The Irish Farmers’ Association is sending roughly 100 samples a month to identify genuine Irish meat behind those Irish-sounding labels. It knows who has been using poetic licence with the word “Irish”, according IFA pig chairman Pat O’Flaherty. So far it is not accusing anyone of telling porkies; instead the association is attempting to work with food companies to try and get more Irish meat into Irish sausages and rashers.
It is not immediately obvious when you pick up a packet where a lot of pigmeat comes from. Phrases like “produced in Ireland” or “traditional Irish sausage” may not mean that the meat in the package is from an Irish pig. Parents lovingly wrapping well-known brands for emigrant children might not be so misty-eyed if they realised they were sending German bacon or a mixture of Dutch and Danish sausage.

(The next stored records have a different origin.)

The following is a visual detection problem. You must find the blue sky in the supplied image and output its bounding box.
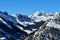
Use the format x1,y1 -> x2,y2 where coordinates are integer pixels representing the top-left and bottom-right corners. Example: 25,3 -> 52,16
0,0 -> 60,15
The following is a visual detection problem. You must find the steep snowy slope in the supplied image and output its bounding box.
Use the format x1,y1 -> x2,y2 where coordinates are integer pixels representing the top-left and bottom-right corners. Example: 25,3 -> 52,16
0,12 -> 45,40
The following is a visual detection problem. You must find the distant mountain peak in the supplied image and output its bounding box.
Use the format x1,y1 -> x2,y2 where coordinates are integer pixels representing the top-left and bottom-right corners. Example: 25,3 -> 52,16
33,10 -> 45,17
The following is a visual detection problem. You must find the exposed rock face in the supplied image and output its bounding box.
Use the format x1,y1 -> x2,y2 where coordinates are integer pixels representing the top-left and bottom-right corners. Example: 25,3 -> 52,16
0,11 -> 60,40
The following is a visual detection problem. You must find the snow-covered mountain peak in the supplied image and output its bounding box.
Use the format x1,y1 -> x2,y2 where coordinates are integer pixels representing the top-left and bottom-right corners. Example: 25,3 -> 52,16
33,10 -> 45,17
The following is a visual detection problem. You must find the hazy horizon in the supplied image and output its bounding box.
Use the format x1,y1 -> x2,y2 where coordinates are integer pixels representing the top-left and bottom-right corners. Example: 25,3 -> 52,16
0,0 -> 60,15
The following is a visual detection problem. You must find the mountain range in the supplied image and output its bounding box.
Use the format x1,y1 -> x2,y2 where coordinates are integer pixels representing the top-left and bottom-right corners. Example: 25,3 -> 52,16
0,10 -> 60,40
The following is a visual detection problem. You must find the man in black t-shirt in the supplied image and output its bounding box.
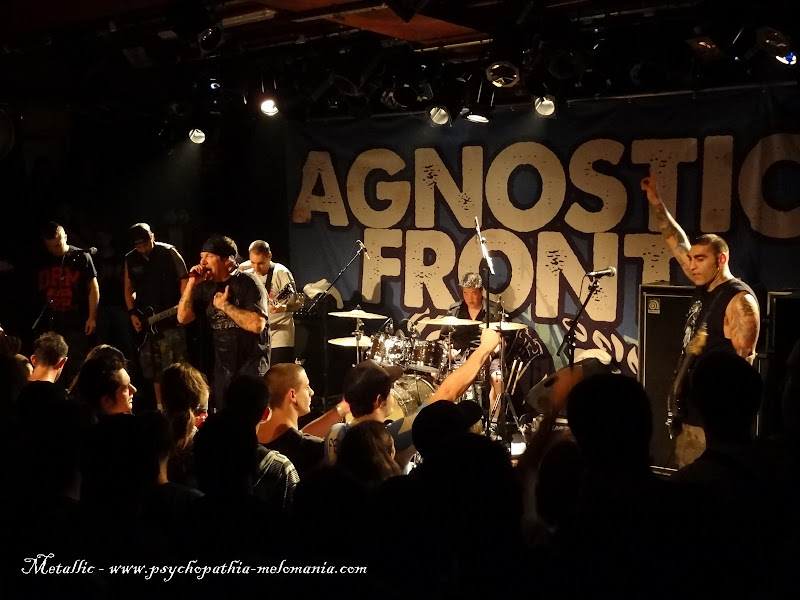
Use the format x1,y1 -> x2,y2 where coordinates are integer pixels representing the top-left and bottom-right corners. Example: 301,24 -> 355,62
178,235 -> 269,410
641,173 -> 760,467
35,222 -> 100,382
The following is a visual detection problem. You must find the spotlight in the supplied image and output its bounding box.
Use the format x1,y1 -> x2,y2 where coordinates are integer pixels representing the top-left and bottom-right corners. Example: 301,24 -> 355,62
428,105 -> 452,125
533,94 -> 556,117
189,129 -> 206,144
261,98 -> 278,117
197,25 -> 222,52
466,77 -> 494,123
486,60 -> 519,87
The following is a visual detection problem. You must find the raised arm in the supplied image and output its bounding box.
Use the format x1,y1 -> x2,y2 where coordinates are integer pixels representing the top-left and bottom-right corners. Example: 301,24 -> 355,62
641,173 -> 691,279
434,329 -> 500,402
725,292 -> 760,365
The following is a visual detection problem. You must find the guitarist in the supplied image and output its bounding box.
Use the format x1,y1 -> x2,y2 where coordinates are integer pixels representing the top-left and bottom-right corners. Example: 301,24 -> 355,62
124,223 -> 187,406
641,172 -> 760,466
240,240 -> 300,365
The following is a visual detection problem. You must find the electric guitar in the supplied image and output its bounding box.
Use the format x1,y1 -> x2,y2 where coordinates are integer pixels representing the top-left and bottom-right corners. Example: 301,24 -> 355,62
665,323 -> 708,440
133,304 -> 178,349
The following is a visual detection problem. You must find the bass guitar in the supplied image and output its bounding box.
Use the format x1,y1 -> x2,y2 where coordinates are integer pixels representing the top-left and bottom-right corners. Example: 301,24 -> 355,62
665,323 -> 708,440
133,305 -> 178,348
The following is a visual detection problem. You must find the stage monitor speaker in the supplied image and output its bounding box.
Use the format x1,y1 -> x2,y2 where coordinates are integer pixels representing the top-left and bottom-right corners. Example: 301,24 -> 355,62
637,284 -> 695,468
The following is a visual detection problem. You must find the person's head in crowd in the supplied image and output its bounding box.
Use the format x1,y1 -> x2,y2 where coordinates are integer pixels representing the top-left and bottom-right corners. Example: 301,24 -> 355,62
14,354 -> 33,380
689,352 -> 763,444
78,355 -> 136,416
336,418 -> 400,486
249,240 -> 272,277
42,221 -> 69,258
81,414 -> 160,519
223,375 -> 269,428
161,363 -> 210,450
411,402 -> 468,459
456,400 -> 483,435
194,409 -> 258,497
264,363 -> 314,419
0,355 -> 28,415
200,234 -> 238,282
128,223 -> 156,256
30,331 -> 69,383
15,381 -> 89,499
567,374 -> 653,469
459,273 -> 483,309
343,360 -> 402,421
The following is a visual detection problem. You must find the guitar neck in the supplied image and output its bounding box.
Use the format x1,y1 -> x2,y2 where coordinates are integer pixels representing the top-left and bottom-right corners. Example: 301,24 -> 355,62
147,305 -> 178,325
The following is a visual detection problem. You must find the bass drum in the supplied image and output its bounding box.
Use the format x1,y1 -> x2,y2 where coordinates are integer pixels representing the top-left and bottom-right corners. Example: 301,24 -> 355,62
389,375 -> 436,421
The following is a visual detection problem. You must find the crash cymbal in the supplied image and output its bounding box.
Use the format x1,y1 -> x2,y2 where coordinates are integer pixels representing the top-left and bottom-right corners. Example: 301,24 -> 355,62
328,336 -> 372,348
416,315 -> 480,327
481,321 -> 528,331
328,308 -> 389,319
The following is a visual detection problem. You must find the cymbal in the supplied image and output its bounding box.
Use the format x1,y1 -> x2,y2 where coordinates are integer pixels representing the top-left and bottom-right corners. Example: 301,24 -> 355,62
416,315 -> 480,327
328,308 -> 389,319
481,321 -> 528,331
328,336 -> 372,348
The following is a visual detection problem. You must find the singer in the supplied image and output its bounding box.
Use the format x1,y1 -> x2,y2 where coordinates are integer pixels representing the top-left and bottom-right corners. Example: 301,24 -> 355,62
178,235 -> 269,410
34,222 -> 100,382
641,173 -> 760,467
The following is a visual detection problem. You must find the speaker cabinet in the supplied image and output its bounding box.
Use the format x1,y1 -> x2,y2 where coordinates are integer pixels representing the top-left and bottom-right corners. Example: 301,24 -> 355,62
637,284 -> 695,468
758,290 -> 800,435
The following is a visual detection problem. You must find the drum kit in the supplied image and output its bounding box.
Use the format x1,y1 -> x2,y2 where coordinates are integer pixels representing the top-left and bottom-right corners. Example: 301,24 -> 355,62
328,307 -> 527,419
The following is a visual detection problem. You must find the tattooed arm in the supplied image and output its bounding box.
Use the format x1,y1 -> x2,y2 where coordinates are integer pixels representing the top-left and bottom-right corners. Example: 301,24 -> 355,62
725,292 -> 760,365
641,174 -> 691,279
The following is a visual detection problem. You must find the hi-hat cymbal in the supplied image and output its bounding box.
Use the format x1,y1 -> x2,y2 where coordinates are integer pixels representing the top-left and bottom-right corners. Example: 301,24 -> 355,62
328,308 -> 389,319
481,321 -> 528,331
328,336 -> 372,348
416,315 -> 480,327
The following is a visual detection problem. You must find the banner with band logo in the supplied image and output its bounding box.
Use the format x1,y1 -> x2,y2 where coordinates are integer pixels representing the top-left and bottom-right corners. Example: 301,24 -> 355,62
287,89 -> 800,374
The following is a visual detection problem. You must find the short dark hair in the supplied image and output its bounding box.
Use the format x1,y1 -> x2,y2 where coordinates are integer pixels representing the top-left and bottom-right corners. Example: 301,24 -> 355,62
77,356 -> 125,414
33,331 -> 69,367
692,233 -> 731,256
264,363 -> 303,408
344,361 -> 392,417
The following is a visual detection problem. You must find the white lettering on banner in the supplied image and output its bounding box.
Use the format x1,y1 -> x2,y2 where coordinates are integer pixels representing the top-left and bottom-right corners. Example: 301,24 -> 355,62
622,233 -> 672,283
414,146 -> 483,229
347,148 -> 411,229
631,138 -> 697,231
486,142 -> 567,232
564,139 -> 628,233
458,229 -> 534,312
700,135 -> 733,233
292,151 -> 350,227
739,133 -> 800,239
403,230 -> 456,310
361,229 -> 404,304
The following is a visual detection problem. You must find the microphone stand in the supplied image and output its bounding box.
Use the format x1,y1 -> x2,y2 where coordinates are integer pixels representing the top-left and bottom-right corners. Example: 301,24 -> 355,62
556,277 -> 600,368
307,245 -> 365,408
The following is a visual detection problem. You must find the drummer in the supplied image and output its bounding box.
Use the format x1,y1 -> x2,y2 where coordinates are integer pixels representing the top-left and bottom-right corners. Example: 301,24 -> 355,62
440,273 -> 502,417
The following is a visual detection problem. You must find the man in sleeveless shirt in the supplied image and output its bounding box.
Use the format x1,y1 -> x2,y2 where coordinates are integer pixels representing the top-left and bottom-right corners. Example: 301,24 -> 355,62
641,173 -> 760,467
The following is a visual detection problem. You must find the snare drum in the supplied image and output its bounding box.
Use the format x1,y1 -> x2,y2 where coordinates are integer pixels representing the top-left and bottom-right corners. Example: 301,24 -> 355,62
407,340 -> 445,373
389,375 -> 435,421
366,333 -> 410,365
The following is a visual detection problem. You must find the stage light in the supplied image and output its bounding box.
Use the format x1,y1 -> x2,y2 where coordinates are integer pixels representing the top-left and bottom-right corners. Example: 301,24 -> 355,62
189,129 -> 206,144
533,94 -> 556,117
261,98 -> 278,117
428,105 -> 452,125
486,60 -> 519,87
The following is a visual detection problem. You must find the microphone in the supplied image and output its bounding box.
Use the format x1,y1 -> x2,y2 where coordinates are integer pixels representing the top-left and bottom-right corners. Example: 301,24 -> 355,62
356,240 -> 371,260
586,267 -> 617,279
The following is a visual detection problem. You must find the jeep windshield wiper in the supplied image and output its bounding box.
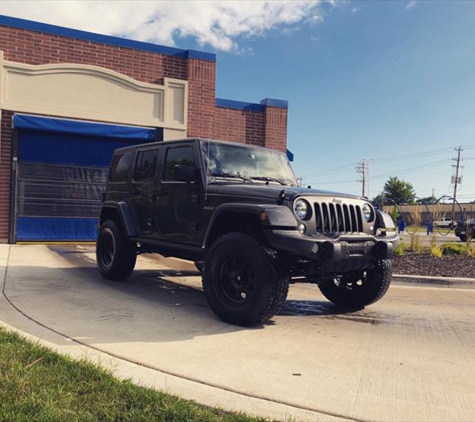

Much of the bacon, ham and sausage meat sold in Ireland is a mystery to the consumer, yet food companies know exactly where they are sourcing it. The Government licenses the meat importation, but the consumer gets no information on the country of origin. A 2008 Safe Food report stated that a third of pigmeat consumed in Ireland is imported. As the number of Irish pig farmers falls, that proportion will only increase.
A question for Kerry Group
Kerry Group owns the two best-known Irish breakfast brands, Denny and Galtee, so we asked them how much of their range was made with non-Irish meat. It’s too complex and commercially sensitive, says spokesman Frank Hayes. “The vast majority of our pigmeat products are sourced in Ireland.”
Only the products carrying the Bord Bia Origin-Ireland stamp are produced entirely from Irish meat, he adds.
Denny might say that it’s “the taste of home” but without the green, white and orange Bord Bia stamp alongside, that is simply a marketing slogan.
The global pigmeat market is head-spinningly complex, and involves parts of pigs passing each other at the ports in the import-export trade. Different countries like different parts of the pig, O’Flaherty explains. The back and legs of Irish pigs are sold in Ireland, where the pork loin (or the area at the top of the rib cage) becomes bacon and the legs become hams.